Easier, maybe... Cheaper?? No!... better?? Definitely not! Aside from the occasional expensive treat of a loaf of sourdough from the Warrandyte or Abbotsford Convent Bakery, the bread that our little family can afford is by no means up to the standard of a lovely home made loaf.
With frugality and flavour in mind I have been on the look-out for a decent EASY bread recipe and (praise the Lordy!) I have found one! This recipe makes a large portion of dough that can be used to make around 4 loaves and can be kept in the fridge in a lidded container for up to 14 days. We usually use the whole lot in a couple of days as we are greedy like that. One loaf is never enough!!
You can visit the original site (with extremely detailed instructions) at food.com HERE or you can stick with me while I give you my take on this beauty!
|Picture from food.com (I would have included one of my own however we ate it all before I could photograph it... It looked a lot like this one)|
Artisan Bread in 5 minutes a day
3 cups of luke-warm water (just warmer than body temperature)
1 1/2 tablespoon dry yeast
1 teaspoon salt (I have reduced this measurement as the original recipe was far too salty in my opinion)
6 1/2 cups unsifted flour (no need for bread flour, run-of-the-mill is fine. You could use wholemeal or mix some rye or spelt with plain flour if that kind of thing rocks your socks)
Preparing the dough:
1. In a large bowl (lidded is good but not essential), add yeast to warm water and stir
2. Throw in the flour and salt and stir until uniformly moist
3. Allow to rest and rise for at least 2 hours before using a portion
Baking the bread
1. Grease a flat tray and pre-heat the oven to 230 degrees celsius (put a shallow tray of water on the bottom of the oven- this makes the crust extra crispy!)
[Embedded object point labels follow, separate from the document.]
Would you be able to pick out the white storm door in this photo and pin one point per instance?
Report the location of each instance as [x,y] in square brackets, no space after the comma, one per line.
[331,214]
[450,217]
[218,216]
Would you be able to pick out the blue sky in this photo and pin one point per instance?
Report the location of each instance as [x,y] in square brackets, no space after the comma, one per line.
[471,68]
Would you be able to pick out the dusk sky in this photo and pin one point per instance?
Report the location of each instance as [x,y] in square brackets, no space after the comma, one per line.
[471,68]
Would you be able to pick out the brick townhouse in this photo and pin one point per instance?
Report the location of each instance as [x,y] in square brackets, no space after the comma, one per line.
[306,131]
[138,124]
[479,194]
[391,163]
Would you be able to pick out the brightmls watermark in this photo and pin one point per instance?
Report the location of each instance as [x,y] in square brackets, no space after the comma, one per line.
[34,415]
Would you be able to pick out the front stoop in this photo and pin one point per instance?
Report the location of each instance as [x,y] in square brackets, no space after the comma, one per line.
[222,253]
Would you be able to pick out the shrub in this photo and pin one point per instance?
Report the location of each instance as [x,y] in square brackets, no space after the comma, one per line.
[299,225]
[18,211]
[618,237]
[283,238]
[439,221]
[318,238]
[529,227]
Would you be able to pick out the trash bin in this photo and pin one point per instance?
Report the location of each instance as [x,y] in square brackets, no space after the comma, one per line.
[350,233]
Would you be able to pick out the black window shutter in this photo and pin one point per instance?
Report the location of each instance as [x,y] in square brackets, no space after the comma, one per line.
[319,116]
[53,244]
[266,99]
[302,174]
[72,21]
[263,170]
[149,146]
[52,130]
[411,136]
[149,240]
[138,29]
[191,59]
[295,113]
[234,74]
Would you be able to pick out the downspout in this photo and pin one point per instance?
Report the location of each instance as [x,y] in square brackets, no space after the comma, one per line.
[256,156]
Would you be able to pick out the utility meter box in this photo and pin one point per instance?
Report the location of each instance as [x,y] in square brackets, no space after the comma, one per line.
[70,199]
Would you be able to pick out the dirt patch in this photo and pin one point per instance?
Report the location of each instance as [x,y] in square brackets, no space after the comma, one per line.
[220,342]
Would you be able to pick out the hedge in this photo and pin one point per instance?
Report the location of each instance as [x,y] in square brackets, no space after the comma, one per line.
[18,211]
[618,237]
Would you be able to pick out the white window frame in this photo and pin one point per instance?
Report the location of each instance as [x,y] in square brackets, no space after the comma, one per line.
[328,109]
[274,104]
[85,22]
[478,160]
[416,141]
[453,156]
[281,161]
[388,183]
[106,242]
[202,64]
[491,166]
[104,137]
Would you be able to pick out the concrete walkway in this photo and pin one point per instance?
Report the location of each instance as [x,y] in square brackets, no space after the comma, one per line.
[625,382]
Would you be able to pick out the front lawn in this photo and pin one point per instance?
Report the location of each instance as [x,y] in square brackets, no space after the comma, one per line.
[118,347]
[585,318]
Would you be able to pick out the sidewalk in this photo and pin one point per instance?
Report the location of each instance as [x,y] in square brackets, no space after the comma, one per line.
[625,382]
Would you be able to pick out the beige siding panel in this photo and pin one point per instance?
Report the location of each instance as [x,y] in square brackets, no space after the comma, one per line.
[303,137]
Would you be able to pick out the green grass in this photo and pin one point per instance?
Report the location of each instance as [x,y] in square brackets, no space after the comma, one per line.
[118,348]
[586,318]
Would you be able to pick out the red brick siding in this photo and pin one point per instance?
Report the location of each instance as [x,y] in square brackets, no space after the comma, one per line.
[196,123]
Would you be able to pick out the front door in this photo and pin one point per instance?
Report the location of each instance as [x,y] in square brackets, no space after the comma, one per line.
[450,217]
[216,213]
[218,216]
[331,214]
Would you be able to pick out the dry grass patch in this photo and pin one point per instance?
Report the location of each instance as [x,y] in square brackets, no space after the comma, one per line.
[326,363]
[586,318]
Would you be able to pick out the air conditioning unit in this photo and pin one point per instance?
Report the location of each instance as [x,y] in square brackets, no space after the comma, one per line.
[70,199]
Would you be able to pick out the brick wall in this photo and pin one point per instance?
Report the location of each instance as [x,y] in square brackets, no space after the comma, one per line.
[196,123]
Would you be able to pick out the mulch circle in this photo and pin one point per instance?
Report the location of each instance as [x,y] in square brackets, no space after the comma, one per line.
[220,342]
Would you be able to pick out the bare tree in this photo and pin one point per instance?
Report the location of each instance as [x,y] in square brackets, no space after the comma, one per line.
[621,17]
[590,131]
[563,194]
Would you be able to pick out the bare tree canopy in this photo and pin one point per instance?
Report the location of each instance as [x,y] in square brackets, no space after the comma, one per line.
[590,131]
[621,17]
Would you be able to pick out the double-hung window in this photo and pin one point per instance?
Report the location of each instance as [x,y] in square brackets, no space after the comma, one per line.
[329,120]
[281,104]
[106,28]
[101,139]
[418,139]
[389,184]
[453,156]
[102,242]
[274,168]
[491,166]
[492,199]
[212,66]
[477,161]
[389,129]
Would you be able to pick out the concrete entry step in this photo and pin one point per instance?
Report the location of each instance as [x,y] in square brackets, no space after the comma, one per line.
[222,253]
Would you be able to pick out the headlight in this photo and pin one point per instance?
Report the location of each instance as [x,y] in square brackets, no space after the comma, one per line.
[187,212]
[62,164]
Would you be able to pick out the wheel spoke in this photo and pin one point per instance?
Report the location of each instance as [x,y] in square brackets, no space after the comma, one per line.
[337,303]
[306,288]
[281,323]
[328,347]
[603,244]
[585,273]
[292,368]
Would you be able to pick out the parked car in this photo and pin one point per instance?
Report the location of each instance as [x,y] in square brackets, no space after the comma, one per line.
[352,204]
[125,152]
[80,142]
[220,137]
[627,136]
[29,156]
2. The mixture will be sticky so dust the top with flour before slicing off a portion with a serrated knife. Place a quarter of the mixture (or more/less.. whatever you fancy really) on the tray and allow to rise a further 15-20 minutes
3. Dust the top of the loaf with flour and slash a couple of deep lines in the top (you don't have to.. it's just vanity) and bake until the loaf is golden and sounds hollow when tapped on the (about 20-30 minutes usually)
Repeat this process whenever you want to bake some of your dough. The "older" the dough is, the more it will take on sourdough qualities.
I discovered this when trying to salvage my very salty batch of dough. When mixing the flour and salt in, add 1/4 cup of apple cider vinegar and 1/4 cup warm honey. This really lifted the bread to the next level.